Bio

Pilar Lagos (b.1986, Santiago, Chile) is a Honduran visual artist raised between Honduras and Egypt. Some recent group exhibitions include the SVACE Summer Showcase at the School of Visual Arts (New York, NY), Myths and Legends of the World at Miami International Fine Arts (Miami, FL); Brooklyn Waterfront Artists Coalition (Brooklyn, NY); the Atlantic Gallery (New York, NY) and The Hewitt Gallery of Art (New York, NY).

In 2023, Pilar was selected as a mentee at New York Foundation for the Arts (NYFA) Immigrant Artist Mentoring Program. Pilar was an artist in residence at Vermont Studio Center in Johnson, VT (March 2024). She will be an artist in residence at Directangle Press (November 2024) and Zea Mays Printmaking (April/May 2025). Pilar is also a co-founder of Immaterial Projects, an artist-run curatorial collective.

She lives and works in Long Island City, NY.


Artist Statement

My work explores estrangement from both one’s culture and one’s body, and I create in response to the inner conversations between alienation and longing. I was uprooted from my Latino culture at an early age and grew up in a foreign country, rich with customs and traditions that were not mine.
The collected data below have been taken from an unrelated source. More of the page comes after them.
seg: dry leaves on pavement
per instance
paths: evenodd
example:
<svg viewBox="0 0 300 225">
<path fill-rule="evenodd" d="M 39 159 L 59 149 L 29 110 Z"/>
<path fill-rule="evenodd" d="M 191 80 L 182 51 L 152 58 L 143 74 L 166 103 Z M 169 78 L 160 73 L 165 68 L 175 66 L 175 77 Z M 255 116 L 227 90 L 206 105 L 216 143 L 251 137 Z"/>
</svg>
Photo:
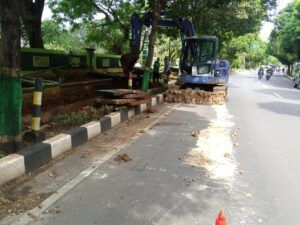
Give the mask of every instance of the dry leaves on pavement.
<svg viewBox="0 0 300 225">
<path fill-rule="evenodd" d="M 131 160 L 132 160 L 132 158 L 130 158 L 130 156 L 127 155 L 126 153 L 124 153 L 122 155 L 117 155 L 115 157 L 115 161 L 119 162 L 119 164 L 122 163 L 122 162 L 129 162 Z"/>
</svg>

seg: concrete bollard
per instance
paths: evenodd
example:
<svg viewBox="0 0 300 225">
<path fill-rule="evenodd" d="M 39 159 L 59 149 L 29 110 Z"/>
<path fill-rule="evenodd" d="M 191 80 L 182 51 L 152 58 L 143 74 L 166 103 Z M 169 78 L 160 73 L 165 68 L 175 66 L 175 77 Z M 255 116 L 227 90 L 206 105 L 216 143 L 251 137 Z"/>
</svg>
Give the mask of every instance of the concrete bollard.
<svg viewBox="0 0 300 225">
<path fill-rule="evenodd" d="M 35 79 L 34 93 L 33 93 L 33 112 L 31 118 L 31 129 L 33 131 L 40 130 L 42 90 L 43 90 L 43 80 L 42 78 L 38 77 Z"/>
<path fill-rule="evenodd" d="M 38 77 L 35 79 L 35 84 L 34 84 L 31 130 L 25 132 L 24 134 L 24 140 L 28 142 L 36 143 L 45 140 L 45 134 L 40 131 L 42 91 L 43 91 L 43 80 L 42 78 Z"/>
</svg>

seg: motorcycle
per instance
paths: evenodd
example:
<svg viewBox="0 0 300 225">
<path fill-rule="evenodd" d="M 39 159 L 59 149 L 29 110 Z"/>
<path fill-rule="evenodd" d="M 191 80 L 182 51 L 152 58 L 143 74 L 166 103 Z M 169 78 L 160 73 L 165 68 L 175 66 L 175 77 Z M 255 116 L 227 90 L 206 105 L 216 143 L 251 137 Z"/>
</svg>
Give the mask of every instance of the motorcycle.
<svg viewBox="0 0 300 225">
<path fill-rule="evenodd" d="M 273 70 L 267 70 L 266 80 L 270 80 L 272 75 L 273 75 Z"/>
</svg>

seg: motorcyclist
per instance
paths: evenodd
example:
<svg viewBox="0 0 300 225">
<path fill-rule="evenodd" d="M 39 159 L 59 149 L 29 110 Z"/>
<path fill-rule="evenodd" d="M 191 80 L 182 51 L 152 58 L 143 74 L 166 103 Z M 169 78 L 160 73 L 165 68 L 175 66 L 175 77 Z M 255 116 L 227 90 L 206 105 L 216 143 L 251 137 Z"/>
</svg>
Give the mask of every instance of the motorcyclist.
<svg viewBox="0 0 300 225">
<path fill-rule="evenodd" d="M 274 68 L 273 67 L 269 67 L 267 69 L 266 79 L 269 80 L 271 78 L 271 76 L 273 75 L 273 73 L 274 73 Z"/>
<path fill-rule="evenodd" d="M 261 66 L 259 67 L 259 70 L 258 70 L 258 77 L 259 79 L 261 79 L 264 75 L 264 68 Z"/>
<path fill-rule="evenodd" d="M 264 67 L 259 67 L 258 73 L 264 73 Z"/>
<path fill-rule="evenodd" d="M 272 67 L 269 67 L 269 68 L 267 69 L 267 74 L 270 74 L 270 75 L 272 76 L 273 73 L 274 73 L 274 69 L 273 69 Z"/>
</svg>

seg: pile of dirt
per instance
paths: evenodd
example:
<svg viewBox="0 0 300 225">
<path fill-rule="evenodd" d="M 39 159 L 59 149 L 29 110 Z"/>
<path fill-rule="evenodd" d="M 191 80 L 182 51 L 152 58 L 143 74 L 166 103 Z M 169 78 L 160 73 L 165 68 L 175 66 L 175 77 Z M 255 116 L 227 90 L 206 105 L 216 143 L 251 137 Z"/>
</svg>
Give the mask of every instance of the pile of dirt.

This sense of estrangement — never truly feeling at home anywhere — is a recurring theme. My commitment to using a variety of mediums is to celebrate my eclectic upbringing, and, I reflect it across my painting and printmaking practice.

I incorporate expired medications, glass flakes, and found materials to evoke the raw emotions of pain, alienation of the body, impersonal elements of the medical industry — like my name, which medical personnel constantly mispronounce, and to confront the abstract concept of health. My painting practice also includes another subject: my cat, Cleo. While these paintings seem at first disparate from my work concerning medical trauma, images of Cleo explore the impossibility of the rendered image — a clear connection to the MRI’s and CT scans that I use to show an impossibly incomplete rendering of a human life. 

My printmaking practice consists primarily of collagraphs and monotypes. I build collagraph plates from medicine blister packs, string, and acrylic mediums. These plates are not built to be archival; instead, these items mimic the wear and tear that our bodies go through as we age. Through printmaking, I also explore themes of social masking as a coping mechanism for individuals navigating life while dealing with chronic illnesses, drawing from a wide body of medical and academic scholarship. My hope is for people to connect with the work and see themselves in it.